Fransa’da seçmensiz seçim

Fransa’da pazar günü yapılan yerel ve bölgesel seçimlerin ikinci turunda da seçmenler sandık başına gitmeyi reddederek, tüm siyasi partilere tavır koydu.

Bir hafta aradan sonra yerel ve bölgesel seçimlerin ikinci turu pazar günü yapıldı.

Yapılan tüm çağrılara rağmen seçmenler ikinci turda da sandık başına gitmedi.  İkinci turda sandık başına gitmeyenlerin oranı yüzde 65,7 olarak kayda geçti. Birinci turda seçmenlerin yüzde 66,7’si oy kullanmamıştı. Bu önceki seçimlere göre tartışmasız bir rekoru ifade ediyor.

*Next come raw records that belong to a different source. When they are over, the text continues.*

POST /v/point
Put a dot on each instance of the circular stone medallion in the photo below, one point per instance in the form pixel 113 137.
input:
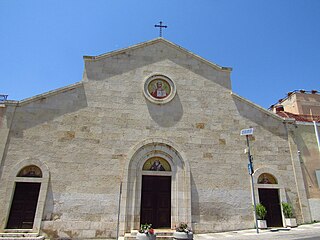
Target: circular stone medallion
pixel 159 89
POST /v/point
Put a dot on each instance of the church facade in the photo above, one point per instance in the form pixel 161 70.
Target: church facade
pixel 150 134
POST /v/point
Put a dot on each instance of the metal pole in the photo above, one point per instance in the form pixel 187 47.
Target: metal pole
pixel 252 184
pixel 119 210
pixel 317 134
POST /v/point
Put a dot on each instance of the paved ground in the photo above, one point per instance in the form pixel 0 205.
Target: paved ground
pixel 303 232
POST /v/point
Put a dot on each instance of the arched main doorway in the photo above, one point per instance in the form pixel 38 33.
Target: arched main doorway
pixel 156 193
pixel 140 178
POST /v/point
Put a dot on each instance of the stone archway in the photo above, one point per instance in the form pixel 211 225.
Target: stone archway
pixel 180 183
pixel 33 175
pixel 270 192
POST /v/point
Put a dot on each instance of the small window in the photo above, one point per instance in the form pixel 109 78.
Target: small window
pixel 156 164
pixel 266 178
pixel 30 171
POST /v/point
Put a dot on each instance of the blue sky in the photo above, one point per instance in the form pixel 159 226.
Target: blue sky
pixel 273 46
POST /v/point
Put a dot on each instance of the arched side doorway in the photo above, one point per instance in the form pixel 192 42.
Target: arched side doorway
pixel 270 193
pixel 133 185
pixel 26 194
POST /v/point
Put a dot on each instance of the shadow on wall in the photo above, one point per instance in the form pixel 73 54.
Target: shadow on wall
pixel 48 108
pixel 166 115
pixel 260 117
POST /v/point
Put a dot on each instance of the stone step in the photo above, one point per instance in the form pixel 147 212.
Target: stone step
pixel 162 234
pixel 20 236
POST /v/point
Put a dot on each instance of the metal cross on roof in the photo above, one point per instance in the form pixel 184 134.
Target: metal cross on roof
pixel 160 26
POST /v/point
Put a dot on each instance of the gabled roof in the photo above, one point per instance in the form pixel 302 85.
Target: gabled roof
pixel 299 118
pixel 155 41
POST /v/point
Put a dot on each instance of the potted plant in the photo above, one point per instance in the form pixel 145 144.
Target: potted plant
pixel 261 215
pixel 146 232
pixel 183 232
pixel 289 219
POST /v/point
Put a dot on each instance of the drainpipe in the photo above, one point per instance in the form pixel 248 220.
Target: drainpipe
pixel 317 134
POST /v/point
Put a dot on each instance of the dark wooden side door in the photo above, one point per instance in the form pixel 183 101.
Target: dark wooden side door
pixel 270 199
pixel 156 201
pixel 24 205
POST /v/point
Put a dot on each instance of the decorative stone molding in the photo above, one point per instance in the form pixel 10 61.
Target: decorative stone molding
pixel 159 89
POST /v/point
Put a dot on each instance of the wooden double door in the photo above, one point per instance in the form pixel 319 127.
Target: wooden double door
pixel 23 206
pixel 270 199
pixel 156 201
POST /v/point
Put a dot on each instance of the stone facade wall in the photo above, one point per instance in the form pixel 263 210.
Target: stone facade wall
pixel 310 162
pixel 85 134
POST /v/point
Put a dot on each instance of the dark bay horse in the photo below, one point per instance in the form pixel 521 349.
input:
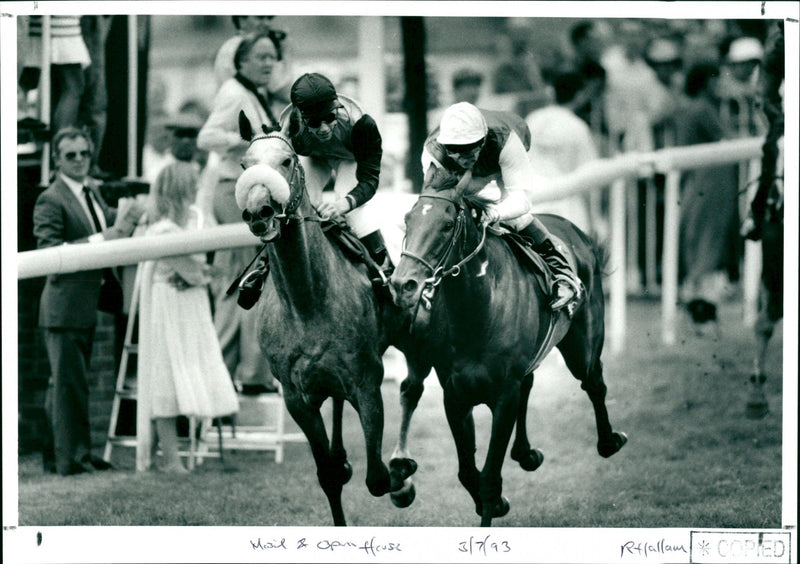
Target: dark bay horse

Ipsos/Sopra Steria tarafından yapılan ankete göre sol parti France Insoumise ile çevreci EELV’ye yakın seçmenlerin yüzde 70’i, aşırı sağcı RN seçmenlerinin yüzde 64’ü sandık başına gitmedi. İktidar partisi LREM seçmenlerinin yüzde 57’si sandığa gitmeyi reddetti. Bunların ezici çoğunluğu gençlerden oluşuyor. 35 yaş altı gençlerin sadece yüzde 21’i sandık başına gitti.

Neredeyse tüm bölgelerde il meclis başkanları seçimleri kazandı. Seçimlerden önce anketler aşırı sağcı Marine Le Pen’in partisi RN’nin bir çok bölgede ilk turu birincilikle geçeceği ve ikinci turda bazı bölgeleri alacağını gösteriyordu. Ancak hiçbir bölge aşırı sağcı partinin eline geçmedi. Cumhurbaşkanı Emmanuel Macron’un partisi LREM de hiçbir bölgeyi alamadı.

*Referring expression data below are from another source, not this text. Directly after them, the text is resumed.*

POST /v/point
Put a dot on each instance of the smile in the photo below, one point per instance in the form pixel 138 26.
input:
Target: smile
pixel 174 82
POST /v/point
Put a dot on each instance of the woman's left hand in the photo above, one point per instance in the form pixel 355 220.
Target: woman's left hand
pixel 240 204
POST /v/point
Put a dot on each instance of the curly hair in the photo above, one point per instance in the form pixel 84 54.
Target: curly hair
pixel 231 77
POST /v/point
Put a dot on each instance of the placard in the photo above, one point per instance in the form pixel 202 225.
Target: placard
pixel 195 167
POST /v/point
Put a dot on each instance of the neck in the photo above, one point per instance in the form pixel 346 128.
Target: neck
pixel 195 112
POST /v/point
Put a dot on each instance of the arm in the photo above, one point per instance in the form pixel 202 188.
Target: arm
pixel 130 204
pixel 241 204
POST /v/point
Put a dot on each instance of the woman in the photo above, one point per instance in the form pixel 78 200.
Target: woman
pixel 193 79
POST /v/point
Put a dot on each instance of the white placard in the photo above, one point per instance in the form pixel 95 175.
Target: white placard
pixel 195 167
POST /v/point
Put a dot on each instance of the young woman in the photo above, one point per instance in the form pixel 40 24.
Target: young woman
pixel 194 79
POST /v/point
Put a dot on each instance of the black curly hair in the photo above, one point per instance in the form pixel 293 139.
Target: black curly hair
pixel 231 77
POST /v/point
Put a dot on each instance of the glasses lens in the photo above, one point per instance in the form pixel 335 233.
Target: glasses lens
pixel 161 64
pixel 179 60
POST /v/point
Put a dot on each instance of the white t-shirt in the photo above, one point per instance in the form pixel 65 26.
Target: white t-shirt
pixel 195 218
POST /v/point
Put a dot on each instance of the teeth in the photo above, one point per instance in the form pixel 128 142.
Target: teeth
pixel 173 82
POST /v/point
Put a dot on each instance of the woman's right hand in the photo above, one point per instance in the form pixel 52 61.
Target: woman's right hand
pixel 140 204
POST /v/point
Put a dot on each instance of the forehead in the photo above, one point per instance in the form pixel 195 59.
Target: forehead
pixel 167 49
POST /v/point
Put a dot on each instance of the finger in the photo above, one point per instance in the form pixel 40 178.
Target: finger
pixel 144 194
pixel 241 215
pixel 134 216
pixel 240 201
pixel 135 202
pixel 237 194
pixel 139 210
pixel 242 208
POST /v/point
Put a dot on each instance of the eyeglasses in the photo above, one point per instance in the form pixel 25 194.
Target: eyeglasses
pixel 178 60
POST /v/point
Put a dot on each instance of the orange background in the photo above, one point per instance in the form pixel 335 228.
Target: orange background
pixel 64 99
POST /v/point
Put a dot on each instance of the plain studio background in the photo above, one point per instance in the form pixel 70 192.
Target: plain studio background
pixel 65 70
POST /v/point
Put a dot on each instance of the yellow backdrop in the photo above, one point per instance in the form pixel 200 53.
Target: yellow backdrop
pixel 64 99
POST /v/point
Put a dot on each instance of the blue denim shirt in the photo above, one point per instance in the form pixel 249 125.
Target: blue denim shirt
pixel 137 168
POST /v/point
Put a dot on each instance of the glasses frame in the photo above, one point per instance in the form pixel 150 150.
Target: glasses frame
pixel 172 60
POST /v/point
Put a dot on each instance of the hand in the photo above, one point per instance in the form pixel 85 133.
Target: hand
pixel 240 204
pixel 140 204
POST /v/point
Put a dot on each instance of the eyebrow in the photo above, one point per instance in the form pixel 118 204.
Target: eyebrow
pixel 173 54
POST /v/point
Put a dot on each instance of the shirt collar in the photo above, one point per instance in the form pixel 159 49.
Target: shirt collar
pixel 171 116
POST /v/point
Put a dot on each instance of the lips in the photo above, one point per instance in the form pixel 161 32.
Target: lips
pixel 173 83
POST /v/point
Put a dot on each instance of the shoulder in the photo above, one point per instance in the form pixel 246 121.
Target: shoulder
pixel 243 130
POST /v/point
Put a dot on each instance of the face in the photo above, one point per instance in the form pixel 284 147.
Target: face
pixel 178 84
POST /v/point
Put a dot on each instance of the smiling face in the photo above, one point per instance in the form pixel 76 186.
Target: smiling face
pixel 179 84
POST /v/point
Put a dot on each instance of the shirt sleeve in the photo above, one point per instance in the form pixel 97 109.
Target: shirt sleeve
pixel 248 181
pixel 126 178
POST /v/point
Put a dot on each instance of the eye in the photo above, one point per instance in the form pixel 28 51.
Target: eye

Fransa Komünist Parti 1976’dan beri elinde olan Paris’in Vale-de-Marne bölgesini kaybetti. Bu bölge Fransa Komünist Partisi’nin elindeki son bölgeydi. Ülkenin geleneksel eski partilerinden Sosyalist Parti (PS), son yıllarda bölünmesine ve hiç olmadığı kadar zayıflamasına rağmen bu yerel seçimlerde eski partilerin geri dönüşünü temsil etti. PS tek başına veya ittifak halinde elindeki beş bölgeyi korumayı başardı. Çevreciler hiçbir bölgeyi kazanmadı ancak yerel seçilmiş sayısını arttırdı. Solda birlik listesi yeterli bir dinamik oluşturamadı.

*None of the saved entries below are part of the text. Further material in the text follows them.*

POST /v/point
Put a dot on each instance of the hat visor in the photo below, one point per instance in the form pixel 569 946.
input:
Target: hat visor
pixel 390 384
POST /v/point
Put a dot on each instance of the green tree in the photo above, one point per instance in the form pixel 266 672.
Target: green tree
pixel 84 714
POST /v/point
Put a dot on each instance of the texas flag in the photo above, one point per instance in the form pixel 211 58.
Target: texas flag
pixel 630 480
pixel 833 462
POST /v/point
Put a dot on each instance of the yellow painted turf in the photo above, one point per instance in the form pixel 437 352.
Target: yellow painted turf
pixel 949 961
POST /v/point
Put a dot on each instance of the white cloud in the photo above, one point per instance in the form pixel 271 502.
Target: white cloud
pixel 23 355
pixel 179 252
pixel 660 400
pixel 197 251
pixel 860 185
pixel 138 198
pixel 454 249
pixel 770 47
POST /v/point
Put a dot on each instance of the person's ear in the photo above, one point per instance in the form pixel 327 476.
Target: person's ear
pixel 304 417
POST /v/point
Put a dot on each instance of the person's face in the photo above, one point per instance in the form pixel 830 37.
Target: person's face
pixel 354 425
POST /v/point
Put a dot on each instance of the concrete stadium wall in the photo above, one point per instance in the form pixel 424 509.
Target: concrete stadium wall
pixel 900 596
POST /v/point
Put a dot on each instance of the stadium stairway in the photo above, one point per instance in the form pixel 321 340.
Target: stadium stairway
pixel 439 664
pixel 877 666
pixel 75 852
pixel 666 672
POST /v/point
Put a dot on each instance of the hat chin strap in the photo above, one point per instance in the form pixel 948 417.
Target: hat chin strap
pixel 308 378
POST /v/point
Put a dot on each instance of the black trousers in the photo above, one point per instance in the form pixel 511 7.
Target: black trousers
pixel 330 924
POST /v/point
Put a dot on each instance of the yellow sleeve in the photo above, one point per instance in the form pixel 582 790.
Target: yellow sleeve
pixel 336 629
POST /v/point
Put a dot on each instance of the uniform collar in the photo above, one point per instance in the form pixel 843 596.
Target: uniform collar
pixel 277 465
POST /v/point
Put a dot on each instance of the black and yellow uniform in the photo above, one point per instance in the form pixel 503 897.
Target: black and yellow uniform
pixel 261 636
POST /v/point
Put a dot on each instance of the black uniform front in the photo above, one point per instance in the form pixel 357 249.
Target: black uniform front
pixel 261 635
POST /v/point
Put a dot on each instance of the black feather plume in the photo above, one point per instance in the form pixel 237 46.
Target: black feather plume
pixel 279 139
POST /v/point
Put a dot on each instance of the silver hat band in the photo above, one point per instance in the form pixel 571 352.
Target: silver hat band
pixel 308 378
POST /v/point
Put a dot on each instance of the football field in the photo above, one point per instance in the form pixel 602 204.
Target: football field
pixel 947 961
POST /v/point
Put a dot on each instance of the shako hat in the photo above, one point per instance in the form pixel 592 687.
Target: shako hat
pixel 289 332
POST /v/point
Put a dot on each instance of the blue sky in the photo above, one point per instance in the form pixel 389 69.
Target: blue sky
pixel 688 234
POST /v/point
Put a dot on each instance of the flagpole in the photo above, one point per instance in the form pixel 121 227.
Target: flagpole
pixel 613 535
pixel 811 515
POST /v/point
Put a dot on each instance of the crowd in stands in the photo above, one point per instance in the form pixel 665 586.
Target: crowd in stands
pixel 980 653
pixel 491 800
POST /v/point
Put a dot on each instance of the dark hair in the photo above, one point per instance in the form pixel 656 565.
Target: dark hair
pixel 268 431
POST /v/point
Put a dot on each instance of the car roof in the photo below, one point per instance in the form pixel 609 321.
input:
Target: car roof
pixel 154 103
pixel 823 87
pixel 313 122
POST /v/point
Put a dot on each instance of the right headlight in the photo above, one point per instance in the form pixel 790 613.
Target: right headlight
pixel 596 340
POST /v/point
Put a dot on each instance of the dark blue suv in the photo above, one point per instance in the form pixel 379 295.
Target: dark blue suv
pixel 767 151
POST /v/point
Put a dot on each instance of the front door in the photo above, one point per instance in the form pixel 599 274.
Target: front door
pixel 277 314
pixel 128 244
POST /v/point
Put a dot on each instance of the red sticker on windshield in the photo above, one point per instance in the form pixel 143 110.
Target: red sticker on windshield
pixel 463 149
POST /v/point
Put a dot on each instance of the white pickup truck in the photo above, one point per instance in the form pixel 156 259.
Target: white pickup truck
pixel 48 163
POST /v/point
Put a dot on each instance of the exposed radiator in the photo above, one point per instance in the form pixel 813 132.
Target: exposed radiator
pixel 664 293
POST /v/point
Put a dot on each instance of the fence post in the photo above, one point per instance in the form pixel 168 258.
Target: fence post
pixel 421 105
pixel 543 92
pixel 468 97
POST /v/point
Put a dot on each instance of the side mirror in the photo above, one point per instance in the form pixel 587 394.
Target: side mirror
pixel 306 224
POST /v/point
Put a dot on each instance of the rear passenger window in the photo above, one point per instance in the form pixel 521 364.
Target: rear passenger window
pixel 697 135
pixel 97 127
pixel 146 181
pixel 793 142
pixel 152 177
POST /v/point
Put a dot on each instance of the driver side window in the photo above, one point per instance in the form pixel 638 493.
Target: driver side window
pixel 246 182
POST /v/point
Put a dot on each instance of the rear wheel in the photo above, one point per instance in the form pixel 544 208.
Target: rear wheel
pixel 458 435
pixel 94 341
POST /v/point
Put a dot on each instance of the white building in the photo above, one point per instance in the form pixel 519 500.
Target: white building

Paris bölgesi Ile-de-France, sol partilerin ikinci turda ittifak yapmasına rağmen sağcı Valerie Pecresse’ten alınamadı.

Bu seçimler iktidar partisi LREM ve aşırı sağcı RN için ağır bir darbe oldu. LREM-Modem ittifakı toplamda oyların sadece yüzde 7’sini alabildi.

Genel olarak sağcı partiler oyların yüzde 38’ini alarak birinci siyasi güç oldu.

NEDEN SEÇMENLER OY KULLANMAYI REDDEDİYOR?

Seçimlere rekor düzeydeki ilgisizlik, seçmenlerin hangi parti gelse de bir şeylerin değişeceğine dair umutlarının olmadığı şeklinde yorumlandı. Sanal ağlarda da bu yoğun bir şekilde tartışılıyor. Siyasetçilere olan güvensizlik, sandığa gitmeme şeklinde bir tavırla kendisini ifade etti. Bu aynı zamanda kuşaksal demokratik bir kırılma olarak da tanımlanıyor. Yoksul gençler, güvencesiz gençler ve mücadele eden gençler gibi kırılgan olarak ifade edilen gençlik kategorilerinde bu kuşaklar arası bölünme kendisini daha net bir şekilde gösteriyor. Aslında Fransa 2018’de ortaya çıkan Sarı Yelekliler hareketinden bu yana sonu gelmeyen bir kriz yaşıyor. Her ne kadar kamusal kurumlar kriz karşısında dayanıklılık gösterse de siyaset dünyası ve onu temsil eden her şey toplumda negatif bir algı oluşturdu. Seçmenlerin ezici çoğunluğunun sanık başına gitmemesi, başta cumhurbaşkanlığı olmak üzere gelecek seçimlerin nasıl geçeceği konusunda perspektif sunmuyor.